Support for the Generic Mapping Tools
University Of Hawaii, Honolulu
Investigators
Abstract
The Generic Mapping Tools (GMT) software package has served marine scientists for almost 25 years. Thousands of federally funded US scientists have been trained to use GMT and count on GMT for their day-to-day research productivity. GMT?s power to process data and produce publication-quality graphics has made it a de facto standard for a large segment of geoscientists, often in combination with other opensource (e.g., Python) or commercial (e.g., MATLAB®) tools. GMT is a UNIX command-line tool set but developers can now design new tools using the GMT5 C/C++ Application Program Interface (API). Two such prototypes are the GMT/MATLAB API and an in-development GMT/Python API. The intertwined use of GMT, MATLAB® and Python encapsulates the working environment of a large group of marine geoscientists. The broader impacts of GMT software are extraordinary. GMT has a proven track record of being a fundamental part of US/NSF geoscience research infrastructure and benefits a wide range of scientists and the public on a global scale. The software promotes and enables science across the board in earth and ocean science on a truly international scale.

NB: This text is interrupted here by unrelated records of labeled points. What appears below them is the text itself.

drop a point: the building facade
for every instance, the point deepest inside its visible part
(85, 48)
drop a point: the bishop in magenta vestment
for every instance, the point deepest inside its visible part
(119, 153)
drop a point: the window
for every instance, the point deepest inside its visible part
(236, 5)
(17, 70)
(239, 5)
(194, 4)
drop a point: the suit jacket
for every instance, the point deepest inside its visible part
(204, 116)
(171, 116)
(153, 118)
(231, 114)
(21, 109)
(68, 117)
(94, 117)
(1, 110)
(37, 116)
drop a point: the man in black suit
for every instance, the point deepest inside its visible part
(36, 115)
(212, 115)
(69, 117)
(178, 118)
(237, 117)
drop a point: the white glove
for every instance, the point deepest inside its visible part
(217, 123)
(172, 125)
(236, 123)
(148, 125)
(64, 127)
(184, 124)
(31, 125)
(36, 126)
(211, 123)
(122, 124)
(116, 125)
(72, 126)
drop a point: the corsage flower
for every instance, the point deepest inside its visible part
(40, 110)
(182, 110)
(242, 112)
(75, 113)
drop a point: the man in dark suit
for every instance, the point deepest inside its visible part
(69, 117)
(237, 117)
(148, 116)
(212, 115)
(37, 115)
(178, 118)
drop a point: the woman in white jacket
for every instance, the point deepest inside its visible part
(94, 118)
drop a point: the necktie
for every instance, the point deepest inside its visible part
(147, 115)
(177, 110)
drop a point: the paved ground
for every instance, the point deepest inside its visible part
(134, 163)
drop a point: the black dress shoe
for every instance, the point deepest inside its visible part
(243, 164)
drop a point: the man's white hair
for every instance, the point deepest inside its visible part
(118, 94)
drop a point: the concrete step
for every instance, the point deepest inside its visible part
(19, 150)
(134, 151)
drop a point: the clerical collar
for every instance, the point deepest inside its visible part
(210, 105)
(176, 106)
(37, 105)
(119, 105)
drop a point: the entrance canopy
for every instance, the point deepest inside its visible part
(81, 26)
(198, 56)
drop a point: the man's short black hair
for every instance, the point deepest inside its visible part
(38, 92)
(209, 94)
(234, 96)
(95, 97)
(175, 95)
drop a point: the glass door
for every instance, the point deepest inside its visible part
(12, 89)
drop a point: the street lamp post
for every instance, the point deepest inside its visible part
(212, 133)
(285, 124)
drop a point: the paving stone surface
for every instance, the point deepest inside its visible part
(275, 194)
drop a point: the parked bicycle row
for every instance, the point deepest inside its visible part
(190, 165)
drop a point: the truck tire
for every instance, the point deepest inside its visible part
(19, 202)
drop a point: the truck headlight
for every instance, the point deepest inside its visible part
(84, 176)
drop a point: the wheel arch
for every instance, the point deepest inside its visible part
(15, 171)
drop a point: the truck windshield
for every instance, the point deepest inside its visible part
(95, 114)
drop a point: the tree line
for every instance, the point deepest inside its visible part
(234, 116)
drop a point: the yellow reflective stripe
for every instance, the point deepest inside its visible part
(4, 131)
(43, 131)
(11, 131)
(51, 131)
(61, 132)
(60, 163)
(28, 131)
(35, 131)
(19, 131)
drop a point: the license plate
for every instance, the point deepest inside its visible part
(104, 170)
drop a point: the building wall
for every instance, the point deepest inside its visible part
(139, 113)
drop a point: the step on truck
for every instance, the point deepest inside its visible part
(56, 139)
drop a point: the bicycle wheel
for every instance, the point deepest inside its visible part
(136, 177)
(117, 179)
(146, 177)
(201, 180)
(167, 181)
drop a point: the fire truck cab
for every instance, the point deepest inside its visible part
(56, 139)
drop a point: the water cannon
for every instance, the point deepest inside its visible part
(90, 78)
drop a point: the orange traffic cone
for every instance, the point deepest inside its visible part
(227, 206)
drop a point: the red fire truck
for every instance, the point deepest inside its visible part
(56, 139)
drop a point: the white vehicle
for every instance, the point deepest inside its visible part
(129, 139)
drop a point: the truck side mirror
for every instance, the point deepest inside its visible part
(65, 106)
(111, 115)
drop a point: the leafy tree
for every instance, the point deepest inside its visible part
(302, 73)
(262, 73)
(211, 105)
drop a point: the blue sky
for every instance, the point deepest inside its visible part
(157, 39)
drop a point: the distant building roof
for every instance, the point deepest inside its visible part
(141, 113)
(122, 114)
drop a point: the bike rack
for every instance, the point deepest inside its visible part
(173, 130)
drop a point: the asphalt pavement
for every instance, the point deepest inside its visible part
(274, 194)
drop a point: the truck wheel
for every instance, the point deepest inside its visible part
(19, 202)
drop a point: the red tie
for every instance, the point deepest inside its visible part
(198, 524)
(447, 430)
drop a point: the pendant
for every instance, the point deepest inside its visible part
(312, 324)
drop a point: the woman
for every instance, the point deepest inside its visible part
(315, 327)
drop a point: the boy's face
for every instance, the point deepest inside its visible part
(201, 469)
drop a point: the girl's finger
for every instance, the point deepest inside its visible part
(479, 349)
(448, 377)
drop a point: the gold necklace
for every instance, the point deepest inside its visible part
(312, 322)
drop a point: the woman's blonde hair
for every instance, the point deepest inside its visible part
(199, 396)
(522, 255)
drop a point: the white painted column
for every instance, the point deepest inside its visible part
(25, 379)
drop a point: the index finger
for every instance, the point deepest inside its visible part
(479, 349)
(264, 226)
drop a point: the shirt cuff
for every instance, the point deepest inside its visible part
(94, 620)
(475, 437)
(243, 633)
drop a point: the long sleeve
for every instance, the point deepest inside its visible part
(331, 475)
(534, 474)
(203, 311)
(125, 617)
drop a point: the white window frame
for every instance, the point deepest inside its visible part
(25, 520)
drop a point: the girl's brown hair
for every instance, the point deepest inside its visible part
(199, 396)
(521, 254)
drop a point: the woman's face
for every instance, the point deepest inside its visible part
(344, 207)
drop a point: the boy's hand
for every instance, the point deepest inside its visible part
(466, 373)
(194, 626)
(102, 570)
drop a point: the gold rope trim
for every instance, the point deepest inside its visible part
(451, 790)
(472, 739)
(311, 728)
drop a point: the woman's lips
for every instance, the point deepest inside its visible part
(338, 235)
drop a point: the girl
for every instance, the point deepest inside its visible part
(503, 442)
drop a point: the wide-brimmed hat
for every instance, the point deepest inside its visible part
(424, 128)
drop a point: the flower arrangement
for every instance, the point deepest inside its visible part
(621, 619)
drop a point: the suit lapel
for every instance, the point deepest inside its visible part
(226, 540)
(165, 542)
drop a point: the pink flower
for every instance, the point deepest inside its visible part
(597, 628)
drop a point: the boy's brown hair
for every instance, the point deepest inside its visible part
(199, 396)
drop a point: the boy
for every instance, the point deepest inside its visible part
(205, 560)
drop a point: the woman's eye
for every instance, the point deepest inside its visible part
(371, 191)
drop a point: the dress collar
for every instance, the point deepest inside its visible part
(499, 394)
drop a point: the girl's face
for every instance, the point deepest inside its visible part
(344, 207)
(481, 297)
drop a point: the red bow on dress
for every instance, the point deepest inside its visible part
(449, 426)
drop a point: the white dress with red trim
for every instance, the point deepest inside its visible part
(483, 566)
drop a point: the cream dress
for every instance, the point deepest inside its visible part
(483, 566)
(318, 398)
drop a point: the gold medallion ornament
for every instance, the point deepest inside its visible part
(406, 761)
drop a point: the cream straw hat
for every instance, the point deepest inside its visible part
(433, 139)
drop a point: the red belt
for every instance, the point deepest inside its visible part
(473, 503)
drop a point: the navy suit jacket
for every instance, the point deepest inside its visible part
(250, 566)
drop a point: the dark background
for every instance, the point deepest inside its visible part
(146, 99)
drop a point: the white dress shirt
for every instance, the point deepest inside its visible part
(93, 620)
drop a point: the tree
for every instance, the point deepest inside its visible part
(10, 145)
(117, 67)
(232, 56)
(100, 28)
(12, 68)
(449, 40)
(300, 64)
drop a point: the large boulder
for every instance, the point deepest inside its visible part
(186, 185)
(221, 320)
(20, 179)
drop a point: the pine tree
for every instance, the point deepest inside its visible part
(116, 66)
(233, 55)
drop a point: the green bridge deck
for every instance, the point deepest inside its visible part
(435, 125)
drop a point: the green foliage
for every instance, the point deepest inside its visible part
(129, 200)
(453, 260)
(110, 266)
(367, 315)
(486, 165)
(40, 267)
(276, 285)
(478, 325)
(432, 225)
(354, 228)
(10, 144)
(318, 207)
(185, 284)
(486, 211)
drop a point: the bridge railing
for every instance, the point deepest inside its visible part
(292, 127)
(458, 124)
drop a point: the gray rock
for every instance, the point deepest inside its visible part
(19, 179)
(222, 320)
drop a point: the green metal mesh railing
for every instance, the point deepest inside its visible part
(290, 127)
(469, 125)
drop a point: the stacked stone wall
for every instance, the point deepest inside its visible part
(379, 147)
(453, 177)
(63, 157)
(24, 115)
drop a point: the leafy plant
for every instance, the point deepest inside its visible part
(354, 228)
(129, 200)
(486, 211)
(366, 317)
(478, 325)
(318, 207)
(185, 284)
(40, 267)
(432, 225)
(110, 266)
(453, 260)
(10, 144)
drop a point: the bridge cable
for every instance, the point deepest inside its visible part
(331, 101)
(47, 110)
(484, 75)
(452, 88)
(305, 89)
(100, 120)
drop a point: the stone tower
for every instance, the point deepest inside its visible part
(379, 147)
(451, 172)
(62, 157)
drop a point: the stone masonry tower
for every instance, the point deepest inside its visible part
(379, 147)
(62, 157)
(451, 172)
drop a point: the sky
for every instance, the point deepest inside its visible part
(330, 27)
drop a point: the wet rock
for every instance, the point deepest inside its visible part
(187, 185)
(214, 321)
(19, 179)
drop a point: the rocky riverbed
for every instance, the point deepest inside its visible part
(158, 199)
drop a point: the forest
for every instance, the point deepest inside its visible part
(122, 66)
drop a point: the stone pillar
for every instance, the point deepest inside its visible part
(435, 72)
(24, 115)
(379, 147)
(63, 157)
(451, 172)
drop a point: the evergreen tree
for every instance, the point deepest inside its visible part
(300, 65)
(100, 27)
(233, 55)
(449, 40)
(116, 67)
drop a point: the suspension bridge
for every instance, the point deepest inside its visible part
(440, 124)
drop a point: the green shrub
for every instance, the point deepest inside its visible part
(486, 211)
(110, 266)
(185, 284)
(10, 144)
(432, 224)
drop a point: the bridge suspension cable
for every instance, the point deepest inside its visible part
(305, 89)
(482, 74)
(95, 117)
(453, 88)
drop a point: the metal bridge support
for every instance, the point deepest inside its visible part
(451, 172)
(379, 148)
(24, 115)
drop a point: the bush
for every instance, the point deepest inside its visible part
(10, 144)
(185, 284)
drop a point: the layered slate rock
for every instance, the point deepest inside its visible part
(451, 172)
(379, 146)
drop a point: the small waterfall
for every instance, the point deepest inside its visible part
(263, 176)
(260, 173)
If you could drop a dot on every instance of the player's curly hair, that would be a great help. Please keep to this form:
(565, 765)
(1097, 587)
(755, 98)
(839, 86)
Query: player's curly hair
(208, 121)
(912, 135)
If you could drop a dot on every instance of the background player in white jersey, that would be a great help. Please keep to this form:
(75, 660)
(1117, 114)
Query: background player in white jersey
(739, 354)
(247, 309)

The present project will undertake a transition of GMT from a PI-driven effort to a community-driven effort with the establishment of a GMT Steering Committee. Upgrades to version 5 of the software encompass assembling a Maintainers handbook, finalizing MGG tools, code hardening and creation of a Postscript Light plotting library for easier maintenance. Additional goals that are only partially covered by this effort include integration of externally supported geographic projection (PROJ4) library, an input/output library (OGR bridge) and the coastline database (using OpenStreetMap).